As I understand, this conditions means P(x) has only simple roots. I tried various solutions to find roots and have got an impression this is not true.

I think you have problem with precision. It is very hard to solve this problem with numeric solver, try to calculate exact solution

True. Reimplementing same thing for 64-bit precision (in Pascal) works okay.

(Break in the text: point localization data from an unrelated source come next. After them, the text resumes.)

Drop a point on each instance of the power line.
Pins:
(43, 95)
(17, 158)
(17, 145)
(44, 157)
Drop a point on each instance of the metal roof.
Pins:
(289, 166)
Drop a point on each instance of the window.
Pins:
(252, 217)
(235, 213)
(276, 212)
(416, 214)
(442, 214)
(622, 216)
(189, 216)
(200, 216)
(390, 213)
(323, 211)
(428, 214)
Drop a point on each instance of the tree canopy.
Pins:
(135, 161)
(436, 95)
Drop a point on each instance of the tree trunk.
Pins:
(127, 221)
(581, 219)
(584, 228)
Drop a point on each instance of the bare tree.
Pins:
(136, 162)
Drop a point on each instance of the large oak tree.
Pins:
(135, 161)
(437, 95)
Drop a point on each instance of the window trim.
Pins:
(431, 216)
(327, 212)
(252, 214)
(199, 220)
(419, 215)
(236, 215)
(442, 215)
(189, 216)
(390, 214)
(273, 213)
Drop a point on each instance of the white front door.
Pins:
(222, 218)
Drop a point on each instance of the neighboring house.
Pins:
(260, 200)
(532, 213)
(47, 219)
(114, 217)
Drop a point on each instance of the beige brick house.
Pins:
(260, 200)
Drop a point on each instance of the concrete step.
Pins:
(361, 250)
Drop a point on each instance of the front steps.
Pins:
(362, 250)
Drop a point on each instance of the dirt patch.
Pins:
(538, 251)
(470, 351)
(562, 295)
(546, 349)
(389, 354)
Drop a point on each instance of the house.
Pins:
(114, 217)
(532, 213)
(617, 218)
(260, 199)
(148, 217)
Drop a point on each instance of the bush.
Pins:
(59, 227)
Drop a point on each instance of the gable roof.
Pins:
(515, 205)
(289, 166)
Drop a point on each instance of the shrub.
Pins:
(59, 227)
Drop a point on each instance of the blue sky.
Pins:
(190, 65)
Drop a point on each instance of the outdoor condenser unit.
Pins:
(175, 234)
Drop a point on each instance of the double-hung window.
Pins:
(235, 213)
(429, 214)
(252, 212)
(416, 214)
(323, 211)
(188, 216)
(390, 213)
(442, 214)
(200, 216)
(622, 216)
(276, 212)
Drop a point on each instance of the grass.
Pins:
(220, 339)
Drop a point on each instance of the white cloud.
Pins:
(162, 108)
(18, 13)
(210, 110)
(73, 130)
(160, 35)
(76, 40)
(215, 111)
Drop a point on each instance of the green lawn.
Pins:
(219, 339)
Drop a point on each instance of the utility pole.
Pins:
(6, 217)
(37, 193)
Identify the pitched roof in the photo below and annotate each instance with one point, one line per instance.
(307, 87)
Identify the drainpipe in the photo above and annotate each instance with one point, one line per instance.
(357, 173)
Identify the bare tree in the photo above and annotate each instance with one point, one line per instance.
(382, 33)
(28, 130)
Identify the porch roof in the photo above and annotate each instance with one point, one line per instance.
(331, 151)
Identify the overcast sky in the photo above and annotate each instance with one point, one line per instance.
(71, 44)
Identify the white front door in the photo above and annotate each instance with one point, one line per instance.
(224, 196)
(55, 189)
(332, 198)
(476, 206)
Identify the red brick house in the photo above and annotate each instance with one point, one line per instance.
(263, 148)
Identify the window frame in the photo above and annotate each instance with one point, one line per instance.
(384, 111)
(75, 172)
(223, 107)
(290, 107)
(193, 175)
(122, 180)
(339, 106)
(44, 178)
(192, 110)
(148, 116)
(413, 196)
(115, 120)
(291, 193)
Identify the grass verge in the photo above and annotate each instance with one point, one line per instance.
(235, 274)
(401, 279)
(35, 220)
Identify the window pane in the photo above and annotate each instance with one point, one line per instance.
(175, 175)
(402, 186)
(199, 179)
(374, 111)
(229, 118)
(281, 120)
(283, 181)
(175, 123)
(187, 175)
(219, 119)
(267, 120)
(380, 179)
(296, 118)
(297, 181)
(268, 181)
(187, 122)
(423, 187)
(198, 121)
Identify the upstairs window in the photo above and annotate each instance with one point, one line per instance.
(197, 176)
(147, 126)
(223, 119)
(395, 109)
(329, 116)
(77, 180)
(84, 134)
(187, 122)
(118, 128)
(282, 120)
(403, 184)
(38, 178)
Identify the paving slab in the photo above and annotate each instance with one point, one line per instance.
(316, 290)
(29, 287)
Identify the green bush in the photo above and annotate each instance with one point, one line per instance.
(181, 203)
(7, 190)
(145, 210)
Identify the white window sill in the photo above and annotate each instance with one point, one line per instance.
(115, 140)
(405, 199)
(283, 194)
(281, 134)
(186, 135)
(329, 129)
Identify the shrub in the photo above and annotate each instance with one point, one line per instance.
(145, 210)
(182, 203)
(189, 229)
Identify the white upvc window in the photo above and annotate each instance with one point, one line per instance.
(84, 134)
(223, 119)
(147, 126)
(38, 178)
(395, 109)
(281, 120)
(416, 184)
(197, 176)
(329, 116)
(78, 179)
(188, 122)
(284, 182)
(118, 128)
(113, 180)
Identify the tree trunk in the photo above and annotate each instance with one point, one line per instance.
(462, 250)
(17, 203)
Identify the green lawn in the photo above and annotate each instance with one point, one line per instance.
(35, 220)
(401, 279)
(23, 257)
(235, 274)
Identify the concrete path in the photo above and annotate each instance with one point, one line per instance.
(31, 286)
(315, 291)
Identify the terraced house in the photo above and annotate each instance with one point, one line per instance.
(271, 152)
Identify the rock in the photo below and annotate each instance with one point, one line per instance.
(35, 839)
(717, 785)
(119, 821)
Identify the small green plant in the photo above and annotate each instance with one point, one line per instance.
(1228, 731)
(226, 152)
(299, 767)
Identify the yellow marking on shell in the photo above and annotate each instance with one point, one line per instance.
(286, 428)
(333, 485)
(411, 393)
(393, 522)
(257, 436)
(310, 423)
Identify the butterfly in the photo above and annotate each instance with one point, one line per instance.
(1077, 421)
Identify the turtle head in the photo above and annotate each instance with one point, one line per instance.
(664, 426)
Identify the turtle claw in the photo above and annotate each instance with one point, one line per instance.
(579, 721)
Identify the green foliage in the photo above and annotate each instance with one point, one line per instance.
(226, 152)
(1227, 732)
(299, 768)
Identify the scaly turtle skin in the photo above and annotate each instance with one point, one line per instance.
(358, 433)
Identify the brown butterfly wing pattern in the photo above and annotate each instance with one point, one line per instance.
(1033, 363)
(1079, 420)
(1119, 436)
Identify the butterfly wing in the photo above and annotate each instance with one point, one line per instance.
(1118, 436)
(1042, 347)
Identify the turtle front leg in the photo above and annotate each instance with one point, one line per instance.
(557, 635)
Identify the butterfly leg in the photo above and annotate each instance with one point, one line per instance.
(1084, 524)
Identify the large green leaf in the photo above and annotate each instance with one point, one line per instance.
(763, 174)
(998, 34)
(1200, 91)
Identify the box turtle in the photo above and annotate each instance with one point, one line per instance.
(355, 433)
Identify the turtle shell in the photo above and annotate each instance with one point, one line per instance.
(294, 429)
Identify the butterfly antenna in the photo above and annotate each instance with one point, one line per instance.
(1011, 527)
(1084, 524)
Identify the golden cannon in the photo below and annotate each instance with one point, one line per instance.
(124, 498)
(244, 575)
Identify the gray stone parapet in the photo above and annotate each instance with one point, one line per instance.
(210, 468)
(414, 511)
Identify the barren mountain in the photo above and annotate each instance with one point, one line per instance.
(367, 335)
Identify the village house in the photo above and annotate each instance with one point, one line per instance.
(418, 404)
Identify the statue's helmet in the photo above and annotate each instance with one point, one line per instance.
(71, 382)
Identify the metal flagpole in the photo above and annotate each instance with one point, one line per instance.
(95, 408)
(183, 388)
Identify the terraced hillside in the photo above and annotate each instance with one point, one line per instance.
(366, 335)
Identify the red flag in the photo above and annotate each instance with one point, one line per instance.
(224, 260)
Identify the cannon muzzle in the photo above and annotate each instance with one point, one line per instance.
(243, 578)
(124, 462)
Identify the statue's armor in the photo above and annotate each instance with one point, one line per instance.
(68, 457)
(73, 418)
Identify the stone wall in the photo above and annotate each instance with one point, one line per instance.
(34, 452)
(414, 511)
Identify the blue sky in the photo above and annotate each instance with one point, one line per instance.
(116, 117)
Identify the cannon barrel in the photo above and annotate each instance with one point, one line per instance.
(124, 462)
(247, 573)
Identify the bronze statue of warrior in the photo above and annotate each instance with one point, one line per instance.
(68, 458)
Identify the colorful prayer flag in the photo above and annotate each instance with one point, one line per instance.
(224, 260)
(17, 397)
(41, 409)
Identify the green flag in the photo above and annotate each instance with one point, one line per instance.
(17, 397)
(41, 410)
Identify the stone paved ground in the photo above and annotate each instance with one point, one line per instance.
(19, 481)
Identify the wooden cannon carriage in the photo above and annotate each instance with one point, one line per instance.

I succeed with numeric Barstow method and avoid
monkey Ferrari formulas. Because evil Olympiad precision 1.e-09 I was forced to implement Barstow above BigGecimal in Java.
Who want good tests use MathCad. It's integration in case
rather accurate.
For those who inerested I write Barstow method from my prog:
shorten- also my method for cutting off long BigDecimals
public static BigDecimal Barstow(BigDecimal a[], int N, BigDecimal u0, BigDecimal v0, BigDecimal eps, int MaxIter, int MaxLen)[]

        {
            BigDecimal u, v;
            BufferedReader br = new BufferedReader(new InputStreamReader(System.in));
            String str = null;
            int k, n,faza;
            u = u0;
            v = v0;
            BigDecimal[] b = new BigDecimal[N+1];
            BigDecimal[] c = new BigDecimal[N+1];
            BigDecimal rez[] = new BigDecimal[N+3];
            BigDecimal d, s, q,h;
            BigDecimal Z = new BigDecimal("0.0");
            BigDecimal bb1, bb2;
            h = new BigDecimal("0.0000000000000000000000000000000000000001");
            faza = 0;
            for (k = 0; k <= MaxIter; k++)
            {

                for (n = 0; n <= N; n++)
                {
                    if (n < 1) bb1 = Z; else bb1 = b[n - 1];
                    if (n < 2) bb2 = Z; else bb2 = b[n - 2];
                    b[n] = shorten(a[n].add(bb1.multiply(u)).add(bb2.multiply(v)), MaxLen);

                }
                for (n = 0; n <= N - 1; n++)
                {
                    if (n < 1) bb1 = Z; else bb1 = c[n - 1];
                    if (n < 2) bb2 = Z; else bb2 = c[n - 2];
                    c[n] = shorten((b[n].add(bb1.multiply(u))).add(bb2.multiply(v)), MaxLen);

                }
                d = shorten(((b[N].multiply(c[N - 3])).subtract(b[N - 1].multiply(c[N - 2]))), MaxLen);
                q = shorten((c[N - 2].multiply(c[N - 2])).subtract(c[N - 1].multiply(c[N - 3])), MaxLen);

                d = shorten(d.divide(q, BigDecimal.ROUND_FLOOR), MaxLen);
                s = shorten(((b[N - 1].multiply(c[N - 1])).subtract(b[N].multiply(c[N - 2]))), MaxLen);
                s = shorten(s.divide(q, BigDecimal.ROUND_FLOOR), MaxLen);
                if ((d.abs().compareTo(eps) < 0) && (s.abs().compareTo(eps) < 0))
                {
                    if (faza == 0) { faza = 1; MaxLen = MaxLen * 4; eps = eps.multiply(h); }
                    else break;
                }

                u = u.add(d);
                v = v.add(s);
                k = k;


            }
            rez[0] = u;
            rez[1] = v;
            for (n = 0; n <= N; n++) rez[n + 2] = b[n];
        return rez;

        }


Edited by author 27.09.2008 15:32

  I implemented Barstow in C++ as svr suggested but wa11 ... Is there any possibility that good initial guesses obtain a result up to desired precision using Barstow without long arithmetics ?